New research from the US has found recent homeowners have been finding increasingly creative ways to generate income and offset expenses.
Realtor manager of economic research George Ratiu has revealed recent homebuyers are becoming more comfortable with renting part of their property, such as a spare room, outdoor space or parking lot.
“As the next generation of home buyers has embraced ride-sharing and short-term rentals, it’s a natural next step that they begin to think of their biggest asset, their home, as a potential income stream,” Mr Ratiu said.
“For people looking to take advantage of the sharing economy, in addition to traditional approaches it may be worthwhile to explore creative solutions, such as listing your home as a vacation rental when you leave town, or renting your outdoor space or pool.
“Even a small amount of income each month can multiply over a year or more and can turn into bigger returns.”
According to a HarrisX US-based survey, 67 per cent of recent homebuyers would rent out part of their home if it had a separate entrance, kitchen and bathroom.
Additionally, 32 per cent of consumers have already rented out a room, space or outdoor feature of their property.
The most common rental agreements include taking on a long-term roommate (10 per cent) or short-term holiday rental, such as Airbnb (8 per cent).
However, 7 per cent of survey participants were renting out their outdoor parking lot, while 6 per cent were renting their yard or pool.
When travelling, 6 per cent have rented their entire home.
Arguably the most self-sacrificial, 7 per cent have lived in a smaller unit on their property while renting out the main house.
Consumers said that the biggest reason to rent out part or all of their home was:
- Extra income to save (53 per cent)
- Extra spending money (37 per cent)
- Lessen the burden of general monthly expenses (35 per cent)
- Offset major home expenses such as the mortgage (29 per cent)
- Covering a family vacation (16 per cent)
When considering rental preferences, 52 per cent of participants felt comfortable renting a part of their home, as long as it had its own entrance, kitchen and bathroom, and the rental was with somebody they already knew.
Another 30 per cent would be comfortable as long as they could personally choose the renter beforehand, while 29 would be comfortable with a renter who was vetted by a third-party, including apps.
Surprisingly, 16 per cent of people would rent a space to anyone if they really needed the money.
Recent buyers were less picky about vetting, with 32 per cent of participants suggesting they would rent to someone they know, while 23 per cent were open to anybody.
Long-term rentals (24 per cent) were preferred over medium-term (21 per cent) or short-term renters (18 per cent).
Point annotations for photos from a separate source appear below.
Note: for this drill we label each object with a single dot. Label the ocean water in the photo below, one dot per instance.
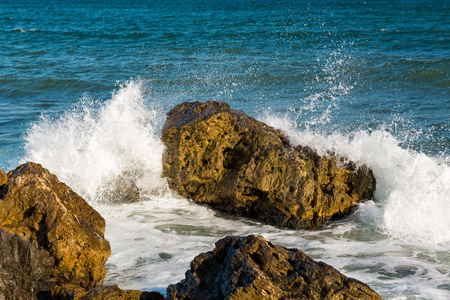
(85, 86)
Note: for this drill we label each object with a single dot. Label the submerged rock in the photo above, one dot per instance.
(72, 292)
(25, 270)
(122, 189)
(44, 211)
(253, 268)
(237, 164)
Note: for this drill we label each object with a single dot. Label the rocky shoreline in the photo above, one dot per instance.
(52, 243)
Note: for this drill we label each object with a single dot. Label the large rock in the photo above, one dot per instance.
(237, 164)
(37, 206)
(25, 270)
(253, 268)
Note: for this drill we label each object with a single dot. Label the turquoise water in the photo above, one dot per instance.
(85, 85)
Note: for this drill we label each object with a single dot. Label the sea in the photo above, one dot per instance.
(85, 87)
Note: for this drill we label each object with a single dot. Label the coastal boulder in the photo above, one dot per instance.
(25, 270)
(234, 163)
(253, 268)
(107, 292)
(44, 211)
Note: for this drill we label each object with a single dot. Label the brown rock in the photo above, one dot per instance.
(237, 164)
(44, 211)
(3, 178)
(108, 292)
(25, 270)
(253, 268)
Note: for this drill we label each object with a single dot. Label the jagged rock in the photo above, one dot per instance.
(237, 164)
(44, 211)
(25, 270)
(108, 292)
(253, 268)
(3, 178)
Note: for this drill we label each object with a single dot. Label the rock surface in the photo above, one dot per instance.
(253, 268)
(37, 206)
(237, 164)
(109, 292)
(25, 270)
(122, 189)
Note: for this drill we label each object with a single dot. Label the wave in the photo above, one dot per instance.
(413, 191)
(95, 143)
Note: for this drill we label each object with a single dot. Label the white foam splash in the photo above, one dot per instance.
(95, 143)
(413, 189)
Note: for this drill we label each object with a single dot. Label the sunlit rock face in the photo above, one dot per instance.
(253, 268)
(47, 213)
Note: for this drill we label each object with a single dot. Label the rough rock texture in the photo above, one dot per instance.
(253, 268)
(25, 270)
(122, 189)
(72, 292)
(37, 206)
(237, 164)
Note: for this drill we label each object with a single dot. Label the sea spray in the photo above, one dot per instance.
(413, 189)
(94, 143)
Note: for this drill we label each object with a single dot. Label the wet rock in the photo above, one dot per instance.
(73, 292)
(122, 189)
(253, 268)
(44, 211)
(239, 165)
(25, 270)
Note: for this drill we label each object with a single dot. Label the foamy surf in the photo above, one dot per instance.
(94, 143)
(396, 243)
(413, 189)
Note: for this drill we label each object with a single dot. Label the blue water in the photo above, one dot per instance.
(85, 85)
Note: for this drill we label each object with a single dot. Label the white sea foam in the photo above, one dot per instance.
(154, 240)
(413, 189)
(94, 143)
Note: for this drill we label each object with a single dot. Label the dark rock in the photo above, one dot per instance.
(108, 292)
(253, 268)
(37, 206)
(25, 270)
(239, 165)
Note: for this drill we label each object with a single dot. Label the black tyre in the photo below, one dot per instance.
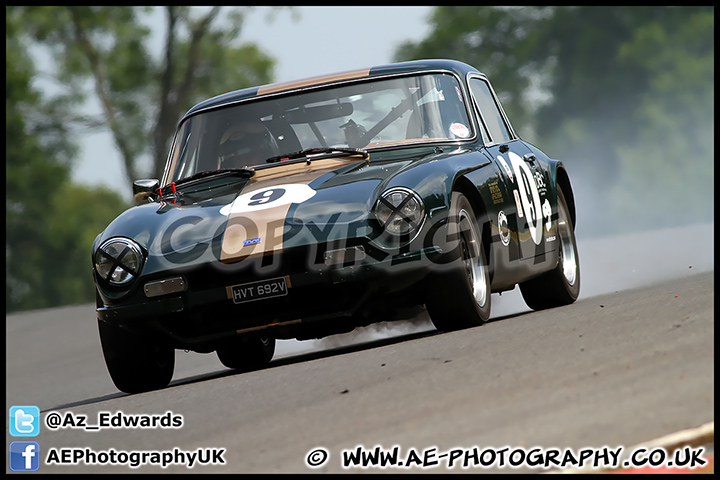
(247, 353)
(560, 286)
(135, 364)
(460, 297)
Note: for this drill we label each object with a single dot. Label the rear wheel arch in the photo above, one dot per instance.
(563, 182)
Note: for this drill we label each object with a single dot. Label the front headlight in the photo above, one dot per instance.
(118, 261)
(400, 212)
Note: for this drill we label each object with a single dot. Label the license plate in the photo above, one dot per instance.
(247, 292)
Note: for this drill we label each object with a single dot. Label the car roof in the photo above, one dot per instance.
(417, 66)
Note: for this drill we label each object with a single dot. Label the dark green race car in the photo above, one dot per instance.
(306, 209)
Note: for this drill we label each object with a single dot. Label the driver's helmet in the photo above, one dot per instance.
(245, 144)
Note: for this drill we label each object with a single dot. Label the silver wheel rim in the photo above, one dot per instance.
(472, 259)
(567, 250)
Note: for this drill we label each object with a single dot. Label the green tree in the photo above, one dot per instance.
(48, 220)
(142, 94)
(606, 89)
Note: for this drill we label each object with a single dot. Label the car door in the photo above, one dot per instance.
(526, 211)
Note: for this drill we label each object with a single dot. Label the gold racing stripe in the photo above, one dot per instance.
(277, 87)
(263, 228)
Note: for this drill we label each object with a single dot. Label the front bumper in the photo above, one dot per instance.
(331, 299)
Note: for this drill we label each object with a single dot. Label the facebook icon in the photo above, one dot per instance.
(24, 456)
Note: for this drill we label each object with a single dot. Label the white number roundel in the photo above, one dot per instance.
(269, 197)
(529, 196)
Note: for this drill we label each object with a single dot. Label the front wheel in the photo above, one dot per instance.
(244, 353)
(560, 286)
(135, 364)
(460, 297)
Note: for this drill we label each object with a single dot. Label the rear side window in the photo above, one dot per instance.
(489, 111)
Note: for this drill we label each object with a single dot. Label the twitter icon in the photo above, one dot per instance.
(24, 421)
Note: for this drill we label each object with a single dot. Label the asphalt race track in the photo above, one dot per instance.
(631, 361)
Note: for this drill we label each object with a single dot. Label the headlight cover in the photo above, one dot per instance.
(119, 261)
(400, 212)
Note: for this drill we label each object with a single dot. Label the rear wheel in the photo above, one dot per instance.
(135, 364)
(247, 353)
(460, 297)
(560, 286)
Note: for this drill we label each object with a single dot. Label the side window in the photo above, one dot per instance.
(489, 110)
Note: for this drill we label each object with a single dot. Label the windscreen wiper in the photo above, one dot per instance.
(245, 171)
(319, 153)
(171, 188)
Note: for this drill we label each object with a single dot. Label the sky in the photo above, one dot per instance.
(312, 41)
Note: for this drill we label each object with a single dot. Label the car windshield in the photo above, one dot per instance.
(385, 112)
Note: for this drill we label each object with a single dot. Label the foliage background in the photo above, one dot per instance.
(623, 95)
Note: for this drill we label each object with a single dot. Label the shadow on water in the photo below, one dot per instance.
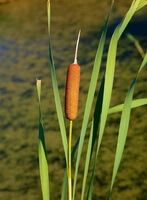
(22, 61)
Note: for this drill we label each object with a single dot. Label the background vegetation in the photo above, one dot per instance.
(24, 57)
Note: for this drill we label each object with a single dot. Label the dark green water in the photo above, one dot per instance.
(24, 57)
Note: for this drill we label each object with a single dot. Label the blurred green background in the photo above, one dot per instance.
(24, 57)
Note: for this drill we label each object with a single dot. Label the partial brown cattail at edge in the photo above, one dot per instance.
(72, 87)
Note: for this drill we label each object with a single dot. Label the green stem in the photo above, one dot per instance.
(69, 162)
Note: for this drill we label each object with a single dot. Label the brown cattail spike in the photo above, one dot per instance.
(72, 91)
(72, 87)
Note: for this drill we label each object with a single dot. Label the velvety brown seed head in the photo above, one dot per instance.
(72, 91)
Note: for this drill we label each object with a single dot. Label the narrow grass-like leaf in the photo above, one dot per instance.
(135, 103)
(87, 162)
(43, 165)
(123, 129)
(64, 187)
(56, 91)
(142, 4)
(65, 180)
(109, 77)
(137, 44)
(93, 134)
(90, 98)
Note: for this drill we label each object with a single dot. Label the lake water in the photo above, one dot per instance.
(24, 57)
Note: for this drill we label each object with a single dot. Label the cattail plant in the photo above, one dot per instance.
(71, 106)
(99, 117)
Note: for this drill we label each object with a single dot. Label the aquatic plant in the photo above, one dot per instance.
(101, 111)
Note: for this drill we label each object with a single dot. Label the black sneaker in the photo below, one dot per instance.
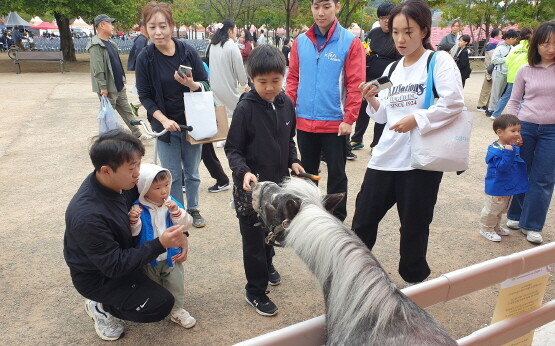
(219, 188)
(263, 305)
(274, 278)
(198, 221)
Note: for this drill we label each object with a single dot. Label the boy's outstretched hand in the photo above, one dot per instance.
(182, 256)
(173, 236)
(172, 206)
(135, 212)
(247, 180)
(297, 168)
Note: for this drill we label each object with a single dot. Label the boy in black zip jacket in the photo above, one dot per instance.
(260, 146)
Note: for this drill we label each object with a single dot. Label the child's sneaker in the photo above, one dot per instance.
(533, 236)
(183, 318)
(503, 231)
(263, 305)
(274, 278)
(107, 327)
(198, 220)
(492, 236)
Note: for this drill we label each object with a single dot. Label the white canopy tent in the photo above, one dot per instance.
(36, 20)
(14, 19)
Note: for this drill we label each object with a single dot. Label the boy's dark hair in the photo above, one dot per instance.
(248, 36)
(541, 35)
(265, 59)
(384, 9)
(418, 11)
(114, 148)
(222, 36)
(495, 32)
(319, 1)
(162, 175)
(526, 33)
(511, 33)
(505, 120)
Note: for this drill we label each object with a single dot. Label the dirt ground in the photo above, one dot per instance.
(48, 120)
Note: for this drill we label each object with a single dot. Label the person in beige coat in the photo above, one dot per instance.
(107, 74)
(227, 71)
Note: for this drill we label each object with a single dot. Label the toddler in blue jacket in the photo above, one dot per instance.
(506, 176)
(154, 212)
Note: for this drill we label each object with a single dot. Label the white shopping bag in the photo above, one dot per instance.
(107, 119)
(200, 114)
(444, 149)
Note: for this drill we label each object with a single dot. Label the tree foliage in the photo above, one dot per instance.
(483, 15)
(125, 11)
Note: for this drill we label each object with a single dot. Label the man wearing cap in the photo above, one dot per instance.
(107, 74)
“It is important to keep in mind that while today’s sharing economy may make it sound easy to make rental income off of your home, there are many factors to consider before taking the leap,” Mr Ratiu warned.
“You should familiarise yourself with tenant rights in your state and locality, and understand any community restrictions.
“Along with those, making sure that renters have been properly vetted and that home insurance will cover any potential damage, are additional things to look into before inviting renters into your home.”